Maybe the Toyota secret was out. Maybe other carmakers could adopt Toyota's methods and match the leader in quality and productivity.
Might that happen?
That's what I asked Eiji Toyoda in 1995, a few years after publication of The Machine That Changed the World. The book by the MIT team brilliantly identified and codified the principles of the Toyota Production System. Everybody was reading the book. Was the cat out of the bag? Could everybody catch up?
High above a pretty little park in Tokyo, in one of those typical Japanese meeting rooms with couches and chairs around a low table, Mr. Toyoda, the elderly honorary chairman, smiled.
Well, no, he said. We've moved beyond that.

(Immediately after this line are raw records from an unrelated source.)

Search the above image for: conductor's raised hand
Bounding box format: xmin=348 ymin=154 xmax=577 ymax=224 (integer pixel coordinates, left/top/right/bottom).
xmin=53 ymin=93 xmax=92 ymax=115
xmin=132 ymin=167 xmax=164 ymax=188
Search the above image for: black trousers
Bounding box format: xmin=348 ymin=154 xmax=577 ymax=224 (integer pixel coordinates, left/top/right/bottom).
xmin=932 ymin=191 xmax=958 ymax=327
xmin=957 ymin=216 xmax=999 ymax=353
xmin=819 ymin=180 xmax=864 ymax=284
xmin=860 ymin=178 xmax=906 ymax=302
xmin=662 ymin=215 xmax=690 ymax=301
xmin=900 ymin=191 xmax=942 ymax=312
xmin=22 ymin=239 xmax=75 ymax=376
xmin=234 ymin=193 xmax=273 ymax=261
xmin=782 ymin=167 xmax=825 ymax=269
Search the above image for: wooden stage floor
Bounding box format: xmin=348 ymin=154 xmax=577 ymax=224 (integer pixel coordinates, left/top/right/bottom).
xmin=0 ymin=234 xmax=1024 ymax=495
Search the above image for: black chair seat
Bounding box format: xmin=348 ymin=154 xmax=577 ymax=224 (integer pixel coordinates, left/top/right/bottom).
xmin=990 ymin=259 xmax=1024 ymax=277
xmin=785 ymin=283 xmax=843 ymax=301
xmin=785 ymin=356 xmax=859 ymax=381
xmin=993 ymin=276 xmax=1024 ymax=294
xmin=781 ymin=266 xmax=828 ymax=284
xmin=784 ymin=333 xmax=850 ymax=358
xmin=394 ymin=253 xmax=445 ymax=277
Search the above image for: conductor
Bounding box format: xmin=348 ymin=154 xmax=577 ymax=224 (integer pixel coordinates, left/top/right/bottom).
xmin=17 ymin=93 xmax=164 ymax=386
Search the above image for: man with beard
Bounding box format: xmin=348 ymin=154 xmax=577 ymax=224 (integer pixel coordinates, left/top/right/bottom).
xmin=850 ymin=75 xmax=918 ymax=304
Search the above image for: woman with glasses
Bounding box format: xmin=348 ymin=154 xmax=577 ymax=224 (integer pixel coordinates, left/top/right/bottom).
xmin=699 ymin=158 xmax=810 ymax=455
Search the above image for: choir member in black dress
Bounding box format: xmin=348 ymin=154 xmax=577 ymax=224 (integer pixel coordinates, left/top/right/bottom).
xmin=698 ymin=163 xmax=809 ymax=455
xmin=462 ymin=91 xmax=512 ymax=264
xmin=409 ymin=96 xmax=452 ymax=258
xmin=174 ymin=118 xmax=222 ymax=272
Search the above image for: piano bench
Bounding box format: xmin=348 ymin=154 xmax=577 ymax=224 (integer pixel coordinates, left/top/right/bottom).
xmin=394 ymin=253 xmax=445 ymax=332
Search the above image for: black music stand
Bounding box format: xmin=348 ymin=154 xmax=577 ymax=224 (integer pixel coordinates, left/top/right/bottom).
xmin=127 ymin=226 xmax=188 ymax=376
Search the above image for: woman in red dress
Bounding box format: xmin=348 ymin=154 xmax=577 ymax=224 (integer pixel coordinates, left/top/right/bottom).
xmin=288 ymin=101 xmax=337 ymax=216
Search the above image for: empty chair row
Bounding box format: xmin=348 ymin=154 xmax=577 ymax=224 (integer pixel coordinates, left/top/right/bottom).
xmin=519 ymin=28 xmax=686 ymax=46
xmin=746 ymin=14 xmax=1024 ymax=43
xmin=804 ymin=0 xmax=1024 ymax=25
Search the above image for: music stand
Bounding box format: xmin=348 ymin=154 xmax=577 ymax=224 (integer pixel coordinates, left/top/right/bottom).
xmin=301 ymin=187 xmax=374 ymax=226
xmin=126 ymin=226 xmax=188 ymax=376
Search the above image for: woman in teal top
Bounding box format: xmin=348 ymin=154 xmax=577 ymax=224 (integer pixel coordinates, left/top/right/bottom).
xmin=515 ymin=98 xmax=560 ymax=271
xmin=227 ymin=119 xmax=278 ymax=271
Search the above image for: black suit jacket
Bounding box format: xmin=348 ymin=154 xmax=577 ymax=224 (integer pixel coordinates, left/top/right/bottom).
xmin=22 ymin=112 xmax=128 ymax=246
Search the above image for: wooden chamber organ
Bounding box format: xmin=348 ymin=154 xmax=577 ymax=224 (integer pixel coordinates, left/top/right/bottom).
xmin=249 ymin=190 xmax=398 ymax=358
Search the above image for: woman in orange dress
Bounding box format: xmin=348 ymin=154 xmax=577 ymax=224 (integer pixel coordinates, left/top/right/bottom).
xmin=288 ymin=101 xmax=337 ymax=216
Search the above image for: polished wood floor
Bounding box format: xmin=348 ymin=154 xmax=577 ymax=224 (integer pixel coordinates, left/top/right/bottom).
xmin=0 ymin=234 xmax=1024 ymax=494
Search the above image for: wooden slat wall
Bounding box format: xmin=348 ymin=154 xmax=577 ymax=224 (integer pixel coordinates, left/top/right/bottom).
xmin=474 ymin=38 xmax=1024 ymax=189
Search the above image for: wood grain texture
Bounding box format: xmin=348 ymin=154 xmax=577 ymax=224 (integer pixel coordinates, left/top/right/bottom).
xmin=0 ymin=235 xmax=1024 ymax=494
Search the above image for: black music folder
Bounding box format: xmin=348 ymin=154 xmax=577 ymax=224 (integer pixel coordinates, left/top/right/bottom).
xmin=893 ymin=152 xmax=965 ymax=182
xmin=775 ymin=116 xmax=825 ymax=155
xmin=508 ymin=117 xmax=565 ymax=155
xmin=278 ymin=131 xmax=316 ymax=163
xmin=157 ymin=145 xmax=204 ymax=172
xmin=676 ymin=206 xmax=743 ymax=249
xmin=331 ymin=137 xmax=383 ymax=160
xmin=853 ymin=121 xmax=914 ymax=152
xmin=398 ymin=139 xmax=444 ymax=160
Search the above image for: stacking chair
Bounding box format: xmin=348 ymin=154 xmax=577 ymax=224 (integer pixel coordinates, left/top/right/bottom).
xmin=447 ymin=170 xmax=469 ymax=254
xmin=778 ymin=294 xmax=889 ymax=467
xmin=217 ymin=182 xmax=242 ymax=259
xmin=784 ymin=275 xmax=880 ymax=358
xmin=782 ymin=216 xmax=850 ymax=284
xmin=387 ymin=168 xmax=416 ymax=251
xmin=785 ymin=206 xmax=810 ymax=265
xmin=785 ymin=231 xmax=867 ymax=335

"That" was what the MIT folks termed "lean manufacturing." (An aside: The authors didn't want to call it the Toyota system; it needed to be broader than that. A young graduate student on the MIT team came up with the word that became the Holy Grail of automakers and suppliers everywhere: lean. That graduate student was John Krafcik. Krafcik later became a top engineer for trucks at Ford, and now heads product development and strategic planning at Hyundai Motor America.)
Here we are a dozen years later. Everybody is lean, or aspires to leanness, and everybody is still trying to catch up to Toyota. Toyota has moved on from yesterday, even if only a little.